The Italian debt crisis is blowing up.First, the scoreboard:
Dow: -389.3 pts, -3.2%
S&P 500: -46.8 pts, -3.7%
NASDAQ: -105.8 pts, -3.9%
And now, the top stories:
- Yesterday’s post-Berlusconi rally was short-lived as Italy’s borrowing costs continue to soar. The yield on the Italian 10-year bond shot north of 7%. Overnight, LCH Clearnet raised the margin requirements to trade Italian debt. This move makes it more expensive to fund trades, and ultimately reduces liquidity in the Italian bond market.

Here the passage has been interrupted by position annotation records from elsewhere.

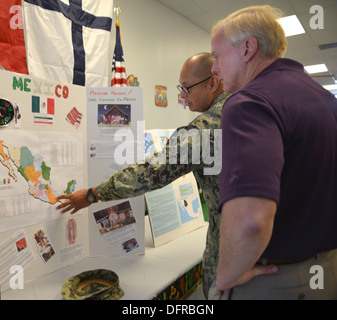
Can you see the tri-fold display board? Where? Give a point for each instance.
(61, 138)
(58, 138)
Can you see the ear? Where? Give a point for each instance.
(214, 83)
(250, 46)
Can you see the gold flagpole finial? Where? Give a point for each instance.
(118, 10)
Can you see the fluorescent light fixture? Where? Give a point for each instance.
(316, 68)
(331, 87)
(291, 25)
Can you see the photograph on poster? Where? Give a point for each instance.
(114, 115)
(44, 246)
(71, 231)
(114, 217)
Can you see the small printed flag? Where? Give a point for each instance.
(118, 63)
(149, 143)
(12, 42)
(74, 117)
(43, 105)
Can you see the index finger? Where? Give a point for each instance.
(62, 197)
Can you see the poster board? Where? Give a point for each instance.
(175, 209)
(43, 153)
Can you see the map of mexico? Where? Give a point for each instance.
(33, 169)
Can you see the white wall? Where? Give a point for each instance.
(156, 42)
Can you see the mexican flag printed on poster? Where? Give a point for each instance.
(44, 110)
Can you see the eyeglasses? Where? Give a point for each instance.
(186, 89)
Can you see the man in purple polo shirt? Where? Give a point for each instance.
(278, 185)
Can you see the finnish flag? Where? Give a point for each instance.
(69, 40)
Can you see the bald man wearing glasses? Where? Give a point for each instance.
(203, 93)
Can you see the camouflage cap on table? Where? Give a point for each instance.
(97, 284)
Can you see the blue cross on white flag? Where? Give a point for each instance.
(69, 40)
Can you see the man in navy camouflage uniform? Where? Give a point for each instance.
(203, 93)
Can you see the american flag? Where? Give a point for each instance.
(118, 64)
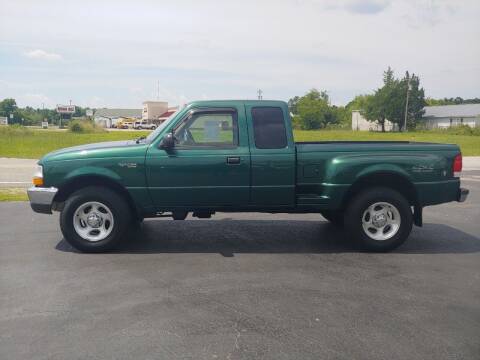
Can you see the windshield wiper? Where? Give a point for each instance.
(140, 139)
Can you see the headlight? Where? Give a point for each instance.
(38, 176)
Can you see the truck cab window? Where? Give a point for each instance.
(269, 128)
(208, 130)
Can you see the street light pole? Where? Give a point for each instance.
(406, 106)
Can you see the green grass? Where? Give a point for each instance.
(13, 194)
(23, 143)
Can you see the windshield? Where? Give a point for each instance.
(160, 128)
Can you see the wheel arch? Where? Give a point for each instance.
(392, 180)
(83, 181)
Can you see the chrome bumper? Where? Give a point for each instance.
(462, 194)
(41, 199)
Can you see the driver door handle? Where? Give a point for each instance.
(233, 160)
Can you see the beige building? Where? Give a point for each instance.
(359, 123)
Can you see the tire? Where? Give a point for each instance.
(334, 216)
(364, 221)
(100, 214)
(179, 215)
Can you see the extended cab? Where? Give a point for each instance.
(234, 156)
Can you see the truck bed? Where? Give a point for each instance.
(370, 146)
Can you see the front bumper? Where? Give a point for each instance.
(462, 194)
(41, 199)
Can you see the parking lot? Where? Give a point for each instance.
(242, 286)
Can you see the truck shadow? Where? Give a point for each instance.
(228, 237)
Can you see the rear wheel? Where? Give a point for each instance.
(380, 219)
(94, 219)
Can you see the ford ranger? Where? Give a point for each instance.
(235, 156)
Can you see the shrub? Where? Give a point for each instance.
(14, 130)
(83, 126)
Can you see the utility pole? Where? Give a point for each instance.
(260, 92)
(406, 106)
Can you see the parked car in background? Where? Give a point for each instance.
(235, 156)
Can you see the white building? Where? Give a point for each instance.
(108, 117)
(153, 109)
(359, 123)
(157, 111)
(444, 116)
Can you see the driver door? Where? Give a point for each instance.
(209, 165)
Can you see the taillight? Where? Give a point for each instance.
(457, 165)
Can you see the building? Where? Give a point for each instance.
(167, 114)
(157, 111)
(359, 123)
(153, 109)
(109, 117)
(445, 116)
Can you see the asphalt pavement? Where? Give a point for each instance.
(242, 286)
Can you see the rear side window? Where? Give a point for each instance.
(269, 128)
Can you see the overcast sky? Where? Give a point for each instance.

This is extremely problematic for debt-laden Italy, which has a crucial bond auction scheduled for tomorrow.
- Meanwhile Greece has yet to pick a new prime minister and form its new unity government. Yesterday, we thought the frontrunner was former ECB VP Lucas Papademos. Now, it looks like it could be someone named Phillippos Petsalnikos.
- By the way, it’s not just Italy and Greece. The spread between German and French bonds are rapidly widening. For More, Here Are All The Major Issues In Europe Right Now >
- rumours also circulated that the largest eurozone countries would form a core eurozone, separating them from the weaker peripheral countries like Greece. However, an EU official, according to Bloomberg, later denied the rumour.
- As usual, U.S. financial firms took a beating on worries of their exposure to eurozone debt woes. Morgan Stanley plunged 9%. Goldman Sachs fell 8%. Jefferies, everyone’s new favourite punching bag, dived 10%.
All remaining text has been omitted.